Done-for-you offer · Fractional CMO with AI Swarm · deterministic-probabilistic-identity-resolution skill · customer-graph agent
Deterministic + probabilistic identity resolution for DTC ecommerce and multi-location operators — hybrid resolution with per-source strategy, Bayesian-updating feedback, and a 5-anchor compliance gate
You run Shopify or BigCommerce or Salesforce Commerce Cloud + a CDP (Segment or mParticle or Rudderstack or Tealium or Treasure Data or Amperity) + an identity graph (LiveRamp or Neustar or TransUnion TruAudience or Acxiom or InfoSum) + marketing automation (Klaviyo or Iterable or Braze) + ad platforms (Google Ads + Microsoft Advertising + Meta + TikTok via Conversions API) + a loyalty or subscription program + (possibly) a brick-and-mortar pop-up footprint. The same customer can appear in six representations across those systems.

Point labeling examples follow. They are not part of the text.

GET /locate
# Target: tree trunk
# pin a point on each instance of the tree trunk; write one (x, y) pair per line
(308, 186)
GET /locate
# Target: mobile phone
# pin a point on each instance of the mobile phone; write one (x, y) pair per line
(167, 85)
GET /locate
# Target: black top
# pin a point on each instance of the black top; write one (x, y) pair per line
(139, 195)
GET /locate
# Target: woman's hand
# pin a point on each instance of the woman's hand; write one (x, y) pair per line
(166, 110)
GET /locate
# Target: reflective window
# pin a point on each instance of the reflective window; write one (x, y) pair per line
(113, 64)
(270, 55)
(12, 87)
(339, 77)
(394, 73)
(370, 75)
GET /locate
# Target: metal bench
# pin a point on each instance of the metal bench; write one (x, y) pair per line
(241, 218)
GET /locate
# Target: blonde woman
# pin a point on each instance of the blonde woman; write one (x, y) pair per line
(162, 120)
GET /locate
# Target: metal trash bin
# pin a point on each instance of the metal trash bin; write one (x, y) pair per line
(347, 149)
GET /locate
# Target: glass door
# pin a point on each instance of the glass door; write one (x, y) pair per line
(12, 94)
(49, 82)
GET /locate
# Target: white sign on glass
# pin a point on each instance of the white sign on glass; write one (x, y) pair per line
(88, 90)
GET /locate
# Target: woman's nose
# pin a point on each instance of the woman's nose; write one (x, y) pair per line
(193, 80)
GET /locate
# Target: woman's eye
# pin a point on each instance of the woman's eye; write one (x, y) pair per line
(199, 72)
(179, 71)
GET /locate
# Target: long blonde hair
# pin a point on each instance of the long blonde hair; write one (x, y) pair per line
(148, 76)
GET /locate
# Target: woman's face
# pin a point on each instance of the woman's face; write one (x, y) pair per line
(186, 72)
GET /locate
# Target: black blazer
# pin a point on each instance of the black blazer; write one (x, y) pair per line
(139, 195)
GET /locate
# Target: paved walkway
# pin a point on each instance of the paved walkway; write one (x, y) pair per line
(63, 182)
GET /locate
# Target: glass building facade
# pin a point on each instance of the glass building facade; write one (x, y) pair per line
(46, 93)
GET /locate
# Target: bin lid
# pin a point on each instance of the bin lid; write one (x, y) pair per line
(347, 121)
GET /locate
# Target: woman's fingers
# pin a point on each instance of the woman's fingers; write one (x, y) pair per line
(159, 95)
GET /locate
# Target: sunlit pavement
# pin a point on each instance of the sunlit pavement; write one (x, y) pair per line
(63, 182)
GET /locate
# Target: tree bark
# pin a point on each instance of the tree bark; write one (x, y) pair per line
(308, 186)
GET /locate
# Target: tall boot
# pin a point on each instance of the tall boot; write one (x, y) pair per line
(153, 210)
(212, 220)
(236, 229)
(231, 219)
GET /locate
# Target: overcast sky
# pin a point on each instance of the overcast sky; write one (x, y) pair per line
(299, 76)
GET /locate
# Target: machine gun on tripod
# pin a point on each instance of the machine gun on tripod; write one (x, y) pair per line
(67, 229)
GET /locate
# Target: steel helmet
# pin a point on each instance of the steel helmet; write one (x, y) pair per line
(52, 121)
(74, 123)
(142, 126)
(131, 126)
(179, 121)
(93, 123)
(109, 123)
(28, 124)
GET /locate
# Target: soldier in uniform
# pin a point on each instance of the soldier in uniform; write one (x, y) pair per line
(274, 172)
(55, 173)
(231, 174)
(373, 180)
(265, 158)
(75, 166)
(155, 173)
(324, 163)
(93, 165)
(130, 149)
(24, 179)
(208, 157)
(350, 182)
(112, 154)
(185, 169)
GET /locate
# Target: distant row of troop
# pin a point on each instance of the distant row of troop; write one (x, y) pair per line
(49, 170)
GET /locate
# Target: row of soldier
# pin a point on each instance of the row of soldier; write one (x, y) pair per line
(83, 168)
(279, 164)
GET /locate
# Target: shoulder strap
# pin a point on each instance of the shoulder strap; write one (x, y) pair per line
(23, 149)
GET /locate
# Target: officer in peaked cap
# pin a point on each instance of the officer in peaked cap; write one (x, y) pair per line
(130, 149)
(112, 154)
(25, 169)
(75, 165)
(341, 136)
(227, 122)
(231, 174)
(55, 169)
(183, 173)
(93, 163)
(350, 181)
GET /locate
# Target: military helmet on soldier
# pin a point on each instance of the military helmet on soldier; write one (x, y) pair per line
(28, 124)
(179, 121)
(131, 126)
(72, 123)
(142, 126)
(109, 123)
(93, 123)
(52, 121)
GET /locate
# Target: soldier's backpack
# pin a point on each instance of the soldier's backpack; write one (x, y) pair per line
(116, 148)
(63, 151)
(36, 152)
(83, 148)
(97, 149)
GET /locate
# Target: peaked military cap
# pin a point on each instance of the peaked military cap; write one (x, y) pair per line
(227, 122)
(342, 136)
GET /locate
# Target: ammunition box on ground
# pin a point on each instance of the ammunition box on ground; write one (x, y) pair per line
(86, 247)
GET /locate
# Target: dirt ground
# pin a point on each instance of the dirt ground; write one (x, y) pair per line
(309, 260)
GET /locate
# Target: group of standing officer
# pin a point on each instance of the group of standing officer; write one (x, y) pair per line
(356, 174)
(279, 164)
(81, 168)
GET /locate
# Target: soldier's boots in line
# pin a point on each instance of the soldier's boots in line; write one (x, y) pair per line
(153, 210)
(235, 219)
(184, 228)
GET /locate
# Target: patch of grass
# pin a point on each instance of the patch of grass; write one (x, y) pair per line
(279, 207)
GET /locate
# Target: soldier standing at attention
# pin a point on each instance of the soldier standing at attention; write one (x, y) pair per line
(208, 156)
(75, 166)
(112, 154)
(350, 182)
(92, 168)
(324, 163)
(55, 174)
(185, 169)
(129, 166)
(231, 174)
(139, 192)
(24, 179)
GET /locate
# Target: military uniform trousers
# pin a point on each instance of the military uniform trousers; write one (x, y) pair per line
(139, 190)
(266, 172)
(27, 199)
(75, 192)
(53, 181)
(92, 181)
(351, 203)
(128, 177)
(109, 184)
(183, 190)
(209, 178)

The orchestration above the vendor stack — deterministic-first then probabilistic-fallback hybrid resolution, per-source match-strategy selection, confidence-tier explainability on every edge, cross-source + cross-touchpoint consistency enforcement, Bayesian-updating feedback against operator-data-science-team precision/recall targets, right-to- erasure fan-out across every linked source — is operator-side architecture. The compliance gate is anchored on five real anchors: GDPR Articles 6 + 9 + 17 + 22 + 30 + ePrivacy; CCPA/CPRA + state-comprehensive-privacy patchwork; FCRA + GLBA Safeguards Rule when outputs touch consumer-report-like uses; PCI DSS 4.0 tokenization (raw PAN never enters the graph); state biometric privacy laws (Illinois BIPA + Texas CUBI + Washington HB 1493) when probabilistic match touches photo recognition or voiceprint. You keep the canonical-identity contract, the per-source strategy library, the customer graph, the WORM audit trail, the policy-as- code policies, and the LLM prompts. You keep the ability to in- house at any time.
Published September 24, 2026
The real ecosystem this sits above
CDP + identity activation
Segment, mParticle, Rudderstack, Twilio Engage, Tealium, Treasure Data, ActionIQ, Lytics, BlueConic, Amperity, Hightouch. Each ships strong CDP + identity-activation primitives. The canonical- identity contract that reconciles divergent CDP representations is operator-side architecture.
Identity graphs
LiveRamp, Neustar, TransUnion TruAudience, Acxiom, Epsilon, Merkle, InfoSum, Throtle, FullContact, Adstra. Each ships strong identity-graph + household-graph primitives under their own privacy guarantees. Per-graph integration + cross-graph reconciliation under operator-counsel policy is operator-side architecture.
Graph databases
Neo4j, ArangoDB, TigerGraph, JanusGraph, Amazon Neptune, Memgraph, Dgraph, RedisGraph. Each ships strong graph-database primitives. The canonical-identity schema + edge typing + confidence-tier modeling on top is operator-side architecture.
ML match + probabilistic resolution
Senzing, Tamr, Tilores, dedupe.io, scikit-learn fuzzy matching, XGBoost / LightGBM / Bayesian-network probabilistic models. Each ships strong matching primitives. Per-source strategy selection + confidence-floor tuning + Bayesian-feedback recalibration above them is operator-side architecture.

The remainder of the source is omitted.